I went to my "food psychologist" that morning (she specializes in eating disorders) and told her that I would be going to the orientation. She asked how I felt about it and I told her that I had a nervous excitement. I had already been prequalified for any of the surgeries due to my BMI but actually taking this first step towards pursuing this was a big deal for me. She asked if I was set on the Lap-band or if I had contemplated any of the other procedures (gastric bypass or gastric sleeve). She wondered if either of the others were even an option in my mind. I told her they weren't. I was surprised when she told me that I should leave my options open and seriously consider the gastric sleeve. That really surprised me because that is the one procedure that is not reversible and the one that something is actually removed from the body. I'm not sure I can be so open to that, but I promised myself earlier this year that I can't be as black and white with myself as I've been for so many years. Even though I'm not contemplating the sleeve, I do want to remain open to learning and so I'm educating myself on all of the procedures strictly as a gathering of information.

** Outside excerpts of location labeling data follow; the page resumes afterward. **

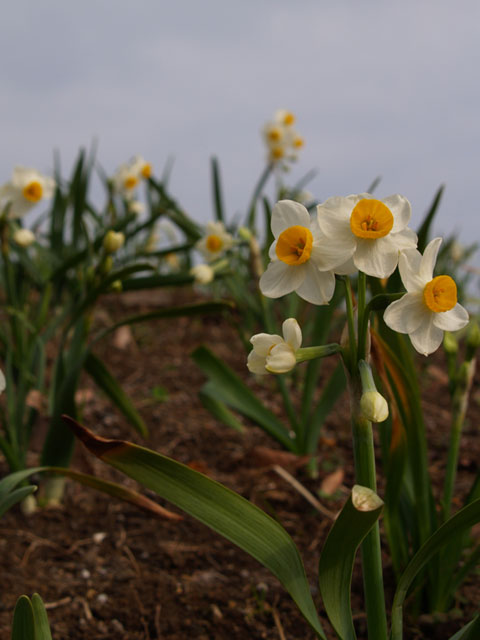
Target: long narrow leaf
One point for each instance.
(226, 512)
(23, 627)
(463, 519)
(111, 387)
(233, 392)
(360, 513)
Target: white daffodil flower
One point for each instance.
(281, 138)
(274, 354)
(215, 241)
(296, 256)
(26, 188)
(23, 237)
(365, 233)
(430, 305)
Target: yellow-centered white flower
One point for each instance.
(430, 305)
(365, 233)
(215, 241)
(274, 354)
(26, 188)
(296, 256)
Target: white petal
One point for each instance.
(318, 286)
(347, 268)
(334, 215)
(427, 338)
(429, 259)
(281, 359)
(409, 267)
(288, 213)
(405, 239)
(375, 258)
(329, 253)
(292, 333)
(401, 210)
(256, 364)
(263, 342)
(407, 314)
(451, 320)
(280, 279)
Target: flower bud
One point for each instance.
(24, 237)
(374, 407)
(203, 273)
(113, 241)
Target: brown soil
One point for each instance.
(107, 570)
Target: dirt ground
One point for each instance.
(108, 570)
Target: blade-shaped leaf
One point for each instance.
(359, 514)
(223, 510)
(231, 390)
(463, 519)
(110, 386)
(23, 622)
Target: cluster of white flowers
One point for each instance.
(128, 176)
(26, 188)
(282, 139)
(360, 232)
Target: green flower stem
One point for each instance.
(362, 314)
(365, 475)
(352, 343)
(460, 403)
(309, 353)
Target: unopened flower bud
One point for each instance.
(374, 406)
(24, 237)
(117, 286)
(203, 273)
(113, 241)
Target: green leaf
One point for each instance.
(463, 519)
(17, 495)
(23, 627)
(110, 386)
(232, 391)
(226, 512)
(217, 191)
(42, 627)
(358, 516)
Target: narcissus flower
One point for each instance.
(281, 138)
(24, 237)
(365, 233)
(274, 354)
(215, 241)
(430, 305)
(297, 262)
(203, 273)
(26, 188)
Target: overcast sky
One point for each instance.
(378, 88)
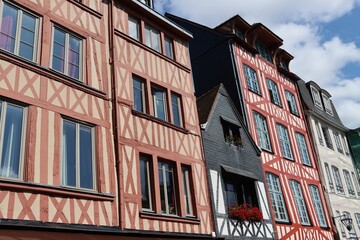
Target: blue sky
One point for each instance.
(322, 35)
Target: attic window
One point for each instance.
(264, 51)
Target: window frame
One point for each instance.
(3, 117)
(143, 94)
(81, 40)
(273, 92)
(18, 30)
(252, 81)
(179, 108)
(147, 159)
(337, 179)
(284, 143)
(300, 202)
(175, 190)
(262, 132)
(303, 149)
(149, 38)
(277, 198)
(154, 90)
(319, 208)
(291, 100)
(78, 124)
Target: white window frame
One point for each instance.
(284, 141)
(300, 202)
(262, 131)
(319, 209)
(302, 146)
(251, 79)
(3, 114)
(277, 198)
(67, 47)
(316, 97)
(77, 140)
(21, 11)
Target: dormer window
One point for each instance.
(316, 97)
(147, 3)
(264, 51)
(327, 105)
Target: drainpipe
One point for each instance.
(115, 116)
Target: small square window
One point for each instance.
(67, 53)
(19, 31)
(134, 28)
(78, 155)
(169, 48)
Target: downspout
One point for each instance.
(115, 116)
(238, 84)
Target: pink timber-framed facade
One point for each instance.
(150, 140)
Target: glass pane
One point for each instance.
(10, 158)
(69, 154)
(86, 158)
(8, 27)
(145, 194)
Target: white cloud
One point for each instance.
(299, 24)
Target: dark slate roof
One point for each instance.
(205, 103)
(305, 93)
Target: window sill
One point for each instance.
(54, 190)
(157, 120)
(161, 217)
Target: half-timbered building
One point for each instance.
(57, 167)
(336, 164)
(248, 60)
(234, 168)
(162, 175)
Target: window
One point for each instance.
(66, 53)
(291, 103)
(176, 109)
(169, 49)
(167, 187)
(328, 141)
(262, 131)
(337, 142)
(264, 51)
(251, 79)
(304, 154)
(357, 218)
(273, 92)
(145, 178)
(316, 97)
(134, 28)
(139, 94)
(240, 190)
(342, 229)
(331, 184)
(356, 181)
(349, 184)
(152, 38)
(318, 132)
(327, 104)
(159, 103)
(284, 141)
(277, 199)
(337, 178)
(186, 177)
(315, 195)
(299, 201)
(12, 136)
(78, 168)
(18, 33)
(231, 133)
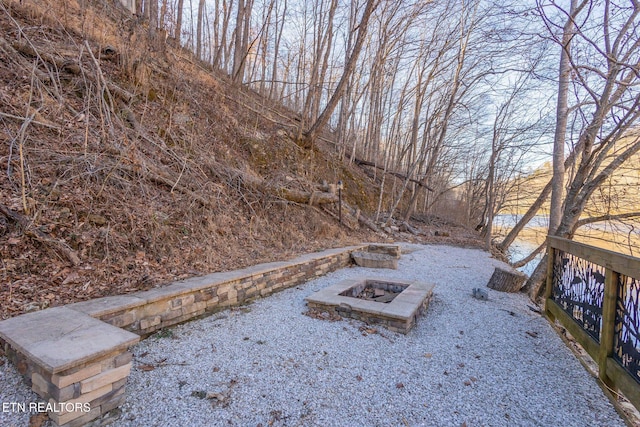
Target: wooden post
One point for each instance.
(607, 331)
(551, 254)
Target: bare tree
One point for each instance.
(606, 76)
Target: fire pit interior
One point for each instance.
(390, 303)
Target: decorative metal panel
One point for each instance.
(627, 330)
(578, 287)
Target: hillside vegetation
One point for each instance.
(127, 164)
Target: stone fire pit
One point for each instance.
(393, 304)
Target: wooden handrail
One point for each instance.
(612, 374)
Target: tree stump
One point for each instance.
(507, 280)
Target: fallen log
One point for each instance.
(35, 233)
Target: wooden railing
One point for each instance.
(595, 294)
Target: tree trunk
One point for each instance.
(562, 115)
(178, 33)
(199, 29)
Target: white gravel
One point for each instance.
(483, 363)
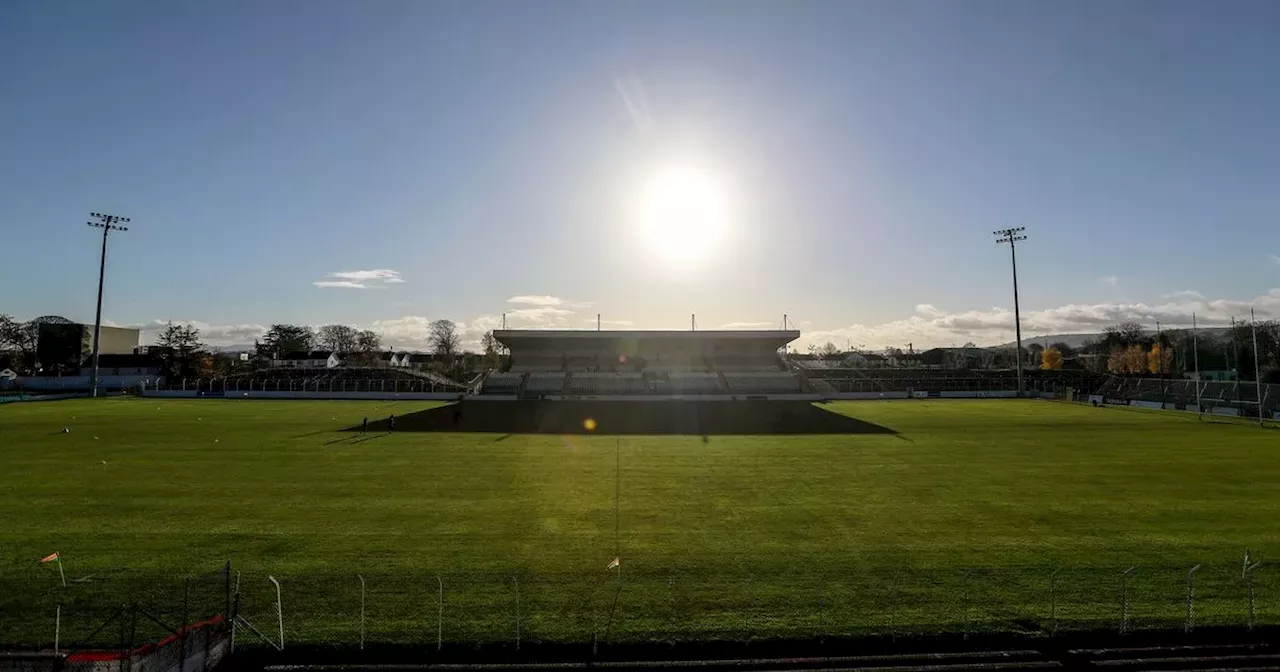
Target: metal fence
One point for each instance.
(302, 384)
(639, 604)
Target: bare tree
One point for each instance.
(182, 348)
(18, 336)
(282, 338)
(492, 350)
(339, 338)
(443, 336)
(369, 341)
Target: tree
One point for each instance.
(282, 338)
(368, 342)
(19, 337)
(1063, 348)
(443, 336)
(492, 351)
(1159, 360)
(338, 338)
(366, 348)
(1124, 334)
(181, 350)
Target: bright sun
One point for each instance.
(684, 211)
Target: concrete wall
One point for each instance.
(286, 394)
(78, 382)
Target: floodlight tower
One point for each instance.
(108, 223)
(1011, 237)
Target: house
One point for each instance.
(123, 365)
(316, 359)
(417, 361)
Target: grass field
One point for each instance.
(958, 519)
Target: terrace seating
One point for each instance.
(545, 383)
(502, 383)
(608, 383)
(763, 383)
(691, 383)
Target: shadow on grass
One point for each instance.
(685, 417)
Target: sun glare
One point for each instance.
(684, 211)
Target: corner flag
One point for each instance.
(55, 557)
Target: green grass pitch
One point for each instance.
(959, 520)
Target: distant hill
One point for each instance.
(1078, 341)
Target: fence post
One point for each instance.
(234, 616)
(1191, 599)
(1052, 602)
(516, 581)
(439, 616)
(1248, 583)
(1124, 599)
(227, 584)
(279, 608)
(186, 618)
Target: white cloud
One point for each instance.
(928, 310)
(996, 325)
(360, 279)
(341, 283)
(535, 300)
(927, 327)
(376, 274)
(543, 300)
(210, 334)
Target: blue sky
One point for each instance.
(483, 152)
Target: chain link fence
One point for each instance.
(635, 604)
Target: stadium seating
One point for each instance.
(763, 383)
(502, 383)
(691, 383)
(608, 383)
(545, 383)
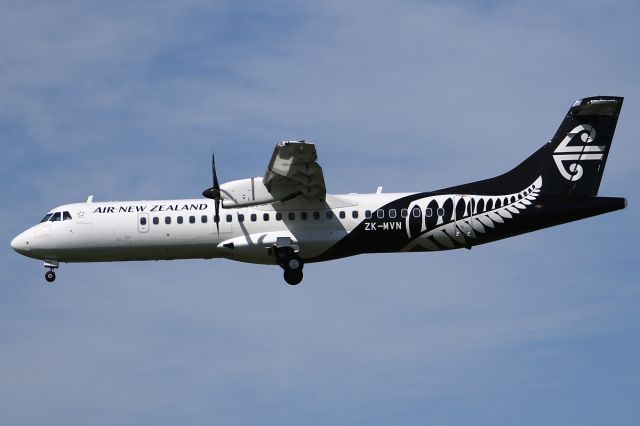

While David has his opinions about baraitrics surgery, he is being supportive of my right to choose. He feels that I don't need it but he is willing to support any decision I make. He really has come a long way in being respectful about my choices especially when they don't jive with his opinions on it. He has also been very respectful about my boundaries when it comes to how much or how little I want to discuss my eating issues and my weight. Therapy sessions have been immensely beneficial for me over the past year. I've learned to be more assertive when it comes to setting my boundaries with the person I love the most. I've learned to not feel guilty for setting boundaries. Tonight, I talked a little bit to him about the orientation meeting and then things move on to other topics. A little later into the night, he brought something up and I made it known that I was hesitant to talk about it. He asked what was wrong and I told him, "I just feel like we're talking about this too much." I surprised myself by not feeling overly defensive and he definitely responded to the calm and even tone that I used. He said, "Okay," and that was it. I certainly don't have this method perfected by any means, but I was excited inside to have shut down something that was making me feel uncomfortable without feeling bad about it and without either of us getting all riled up about it. That makes me hopeful that I can do that again in the future and the response will be just as gentle and understanding.